Hi,
I was going through the article of CountVectorsFeaturizer. Components.
Could you please explain what is the use of setting
-
use_shared_vocab
-
lowercase: true
-
token_pattern: r’(?u)\b\w\w+\b’
-
max_features: None # int or None
Please provide an example if possible.
pipeline:
- name: "CountVectorsFeaturizer"
# whether to use a shared vocab
"use_shared_vocab": False,
# whether to use word or character n-grams
# 'char_wb' creates character n-grams only inside word boundaries
# n-grams at the edges of words are padded with space.
analyzer: 'word' # use 'char' or 'char_wb' for character
# the parameters are taken from
# sklearn's CountVectorizer
# regular expression for tokens
token_pattern: r'(?u)\b\w\w+\b'
# remove accents during the preprocessing step
strip_accents: None # {'ascii', 'unicode', None}
# list of stop words
stop_words: None # string {'english'}, list, or None (default)

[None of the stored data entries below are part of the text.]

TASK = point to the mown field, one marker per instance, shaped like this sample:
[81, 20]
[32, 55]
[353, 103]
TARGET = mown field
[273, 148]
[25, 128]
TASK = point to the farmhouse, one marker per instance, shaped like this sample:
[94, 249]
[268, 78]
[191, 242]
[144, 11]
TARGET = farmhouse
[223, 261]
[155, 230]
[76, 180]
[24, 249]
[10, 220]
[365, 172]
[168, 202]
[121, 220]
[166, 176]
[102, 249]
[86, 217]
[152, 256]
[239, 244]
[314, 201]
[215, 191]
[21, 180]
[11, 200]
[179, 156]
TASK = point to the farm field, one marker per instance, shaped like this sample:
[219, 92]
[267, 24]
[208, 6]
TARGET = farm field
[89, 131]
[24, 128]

# min document frequency of a word to add to vocabulary
# float - the parameter represents a proportion of documents
# integer - absolute counts
min_df: 1 # float in range [0.0, 1.0] or int
# max document frequency of a word to add to vocabulary
# float - the parameter represents a proportion of documents
# integer - absolute counts
max_df: 1.0 # float in range [0.0, 1.0] or int
# set ngram range
min_ngram: 1 # int
max_ngram: 1 # int
# limit vocabulary size
max_features: None # int or None
# if convert all characters to lowercase
lowercase: true # bool
# handling Out-Of-Vacabulary (OOV) words
# will be converted to lowercase if lowercase is true
OOV_token: None # string or None
OOV_words: [] # list of strings